Soros, 77, provided almost half the nearly $100,000 cost of the research, which appeared in The Lancet, the medical journal. Its claim was 10 times higher than consensus estimates of the number of war dead.

The study, published in 2006, was hailed by antiwar campaigners as evidence of the scale of the disaster caused by the invasion, but Downing Street and President George Bush challenged its methodology.

New research published by The New England Journal of Medicine estimates that 151,000 people - less than a quarter of The Lancet estimate - have died since the invasion in 2003.

“The authors should have disclosed the [Soros] donation and for many people that would have been a disqualifying factor in terms of publishing the research,” said Michael Spagat, economics professor at Royal Holloway, University of London.

The Lancet study was commissioned by the Massachusetts Institute of Technology (MIT) and led by Les Roberts, an associate professor and epidemiologist at Columbia University.

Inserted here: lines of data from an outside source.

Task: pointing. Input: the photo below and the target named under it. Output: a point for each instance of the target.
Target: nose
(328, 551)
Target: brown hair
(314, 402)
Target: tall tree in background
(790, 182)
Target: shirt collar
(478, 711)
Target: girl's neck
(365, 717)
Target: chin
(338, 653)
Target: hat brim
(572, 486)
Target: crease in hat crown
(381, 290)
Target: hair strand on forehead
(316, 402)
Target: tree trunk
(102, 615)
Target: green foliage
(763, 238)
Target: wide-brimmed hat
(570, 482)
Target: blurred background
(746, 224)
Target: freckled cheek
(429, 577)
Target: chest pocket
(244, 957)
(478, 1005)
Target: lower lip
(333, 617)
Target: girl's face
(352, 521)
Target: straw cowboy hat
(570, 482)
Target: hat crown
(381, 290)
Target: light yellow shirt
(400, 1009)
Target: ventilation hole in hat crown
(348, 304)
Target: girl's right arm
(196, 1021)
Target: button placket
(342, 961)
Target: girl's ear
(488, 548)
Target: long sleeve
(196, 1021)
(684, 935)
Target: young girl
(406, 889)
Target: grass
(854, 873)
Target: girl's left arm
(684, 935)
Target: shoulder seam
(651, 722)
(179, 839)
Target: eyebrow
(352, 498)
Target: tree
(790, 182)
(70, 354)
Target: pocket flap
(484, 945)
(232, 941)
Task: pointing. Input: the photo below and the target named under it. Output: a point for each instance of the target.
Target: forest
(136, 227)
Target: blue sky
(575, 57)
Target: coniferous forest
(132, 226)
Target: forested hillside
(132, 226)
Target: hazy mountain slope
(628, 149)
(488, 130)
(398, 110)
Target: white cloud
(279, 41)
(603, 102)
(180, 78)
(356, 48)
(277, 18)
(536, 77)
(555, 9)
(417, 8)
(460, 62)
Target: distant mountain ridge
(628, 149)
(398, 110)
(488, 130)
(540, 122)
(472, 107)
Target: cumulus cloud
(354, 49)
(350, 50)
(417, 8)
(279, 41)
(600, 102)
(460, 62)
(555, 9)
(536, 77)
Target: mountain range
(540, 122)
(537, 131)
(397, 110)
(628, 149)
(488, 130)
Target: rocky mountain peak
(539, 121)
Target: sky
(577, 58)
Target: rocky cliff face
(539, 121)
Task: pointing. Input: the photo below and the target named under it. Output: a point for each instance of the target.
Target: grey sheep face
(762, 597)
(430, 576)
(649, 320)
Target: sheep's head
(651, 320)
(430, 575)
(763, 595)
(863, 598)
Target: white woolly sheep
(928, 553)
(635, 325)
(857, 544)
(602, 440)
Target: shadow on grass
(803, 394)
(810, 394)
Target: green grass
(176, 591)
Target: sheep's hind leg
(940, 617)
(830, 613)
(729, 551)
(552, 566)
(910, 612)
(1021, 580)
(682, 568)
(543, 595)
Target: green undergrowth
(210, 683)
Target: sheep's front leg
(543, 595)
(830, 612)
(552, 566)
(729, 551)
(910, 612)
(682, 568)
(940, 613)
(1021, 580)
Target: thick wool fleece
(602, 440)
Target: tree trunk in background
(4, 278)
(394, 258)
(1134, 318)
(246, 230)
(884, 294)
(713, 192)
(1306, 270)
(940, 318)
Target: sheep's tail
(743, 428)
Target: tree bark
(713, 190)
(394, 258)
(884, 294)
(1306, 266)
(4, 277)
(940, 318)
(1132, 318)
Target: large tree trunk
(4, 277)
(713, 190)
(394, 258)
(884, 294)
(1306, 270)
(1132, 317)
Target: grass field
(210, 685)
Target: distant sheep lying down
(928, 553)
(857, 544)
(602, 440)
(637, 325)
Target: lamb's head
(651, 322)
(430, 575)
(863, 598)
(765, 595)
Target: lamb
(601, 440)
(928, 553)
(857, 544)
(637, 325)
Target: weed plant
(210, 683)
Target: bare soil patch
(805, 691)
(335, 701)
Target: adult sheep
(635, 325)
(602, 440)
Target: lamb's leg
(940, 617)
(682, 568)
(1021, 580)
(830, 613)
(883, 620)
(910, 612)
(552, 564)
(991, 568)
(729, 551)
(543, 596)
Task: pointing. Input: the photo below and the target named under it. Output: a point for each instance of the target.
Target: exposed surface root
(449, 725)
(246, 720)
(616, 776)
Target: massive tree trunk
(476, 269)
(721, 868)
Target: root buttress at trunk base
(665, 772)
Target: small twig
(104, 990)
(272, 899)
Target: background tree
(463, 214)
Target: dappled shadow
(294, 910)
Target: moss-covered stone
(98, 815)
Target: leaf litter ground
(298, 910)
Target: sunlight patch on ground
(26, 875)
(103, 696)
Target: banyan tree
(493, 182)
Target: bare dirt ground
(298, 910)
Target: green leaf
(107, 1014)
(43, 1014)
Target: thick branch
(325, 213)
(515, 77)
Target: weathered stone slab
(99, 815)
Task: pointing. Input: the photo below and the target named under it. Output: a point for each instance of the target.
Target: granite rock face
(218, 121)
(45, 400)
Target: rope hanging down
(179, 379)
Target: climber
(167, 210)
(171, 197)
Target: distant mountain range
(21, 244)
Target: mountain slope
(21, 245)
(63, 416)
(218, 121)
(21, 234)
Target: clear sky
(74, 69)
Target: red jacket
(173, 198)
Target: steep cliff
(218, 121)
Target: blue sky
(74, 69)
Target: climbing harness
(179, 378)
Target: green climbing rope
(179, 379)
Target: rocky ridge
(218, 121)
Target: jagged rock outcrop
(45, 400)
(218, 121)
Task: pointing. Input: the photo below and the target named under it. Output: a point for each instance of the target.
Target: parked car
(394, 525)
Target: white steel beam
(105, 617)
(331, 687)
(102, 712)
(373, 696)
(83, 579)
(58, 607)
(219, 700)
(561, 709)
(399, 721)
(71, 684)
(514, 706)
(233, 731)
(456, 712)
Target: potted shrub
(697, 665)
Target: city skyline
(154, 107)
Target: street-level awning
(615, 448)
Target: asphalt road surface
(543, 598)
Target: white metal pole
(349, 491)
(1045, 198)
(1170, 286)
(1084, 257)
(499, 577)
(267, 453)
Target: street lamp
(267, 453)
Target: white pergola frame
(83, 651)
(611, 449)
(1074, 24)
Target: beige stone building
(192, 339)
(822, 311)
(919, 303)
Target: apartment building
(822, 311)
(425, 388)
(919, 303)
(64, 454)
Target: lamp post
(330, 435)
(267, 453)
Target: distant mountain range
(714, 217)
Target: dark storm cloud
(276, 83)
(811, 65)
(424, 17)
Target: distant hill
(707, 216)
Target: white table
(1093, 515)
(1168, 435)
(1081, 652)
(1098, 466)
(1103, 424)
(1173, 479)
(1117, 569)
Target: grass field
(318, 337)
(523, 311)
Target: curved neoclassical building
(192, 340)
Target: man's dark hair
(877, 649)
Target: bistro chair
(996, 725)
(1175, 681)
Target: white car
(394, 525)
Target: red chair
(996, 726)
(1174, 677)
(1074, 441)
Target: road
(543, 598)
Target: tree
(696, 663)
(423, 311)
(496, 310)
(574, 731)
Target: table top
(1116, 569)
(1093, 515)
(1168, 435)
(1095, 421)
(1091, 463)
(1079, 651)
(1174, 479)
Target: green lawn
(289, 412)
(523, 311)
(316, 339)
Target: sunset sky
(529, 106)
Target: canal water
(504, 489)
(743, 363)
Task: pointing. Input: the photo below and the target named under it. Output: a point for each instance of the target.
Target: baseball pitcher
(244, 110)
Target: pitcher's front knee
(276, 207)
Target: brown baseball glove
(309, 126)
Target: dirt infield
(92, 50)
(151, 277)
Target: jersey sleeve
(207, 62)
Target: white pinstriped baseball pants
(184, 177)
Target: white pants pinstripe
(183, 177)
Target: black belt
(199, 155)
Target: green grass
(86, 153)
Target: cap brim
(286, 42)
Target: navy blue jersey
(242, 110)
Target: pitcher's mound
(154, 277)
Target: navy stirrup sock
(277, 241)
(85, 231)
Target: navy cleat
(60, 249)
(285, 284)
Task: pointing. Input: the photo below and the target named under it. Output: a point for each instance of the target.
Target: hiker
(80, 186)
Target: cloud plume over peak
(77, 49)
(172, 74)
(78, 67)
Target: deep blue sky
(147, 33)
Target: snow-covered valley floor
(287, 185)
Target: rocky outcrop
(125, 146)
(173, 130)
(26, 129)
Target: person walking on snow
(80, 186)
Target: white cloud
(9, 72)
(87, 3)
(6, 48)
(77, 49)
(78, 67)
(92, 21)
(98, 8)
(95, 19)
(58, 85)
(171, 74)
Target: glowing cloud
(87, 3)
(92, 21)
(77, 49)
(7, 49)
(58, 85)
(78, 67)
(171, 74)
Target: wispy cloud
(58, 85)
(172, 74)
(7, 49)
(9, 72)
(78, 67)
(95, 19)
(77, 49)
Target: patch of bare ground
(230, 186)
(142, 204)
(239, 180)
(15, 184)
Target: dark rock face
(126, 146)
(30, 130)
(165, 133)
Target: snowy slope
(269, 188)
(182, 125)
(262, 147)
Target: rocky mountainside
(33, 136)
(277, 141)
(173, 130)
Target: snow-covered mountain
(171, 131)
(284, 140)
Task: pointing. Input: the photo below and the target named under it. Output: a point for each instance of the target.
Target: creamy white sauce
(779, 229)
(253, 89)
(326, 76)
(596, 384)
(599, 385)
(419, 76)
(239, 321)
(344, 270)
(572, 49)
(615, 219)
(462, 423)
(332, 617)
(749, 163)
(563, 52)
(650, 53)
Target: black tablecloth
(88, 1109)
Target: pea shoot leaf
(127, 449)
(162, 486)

He reportedly opposed the war from the outset.

His team surveyed 1,849 homes at 47 sites across Iraq, asking people about births, deaths and migration in their households.

Professor John Tirman of MIT said this weekend that $46,000 of the approximate $100,000 cost of the study had come from Soros’s Open Society Institute.

Roberts said this weekend: “In retrospect, it was probably unwise to have taken money that could have looked like it would result in a political slant. I am adamant this could not have affected the outcome of the research.”

The Lancet did not break any rules by failing to disclose Soros’s sponsorship.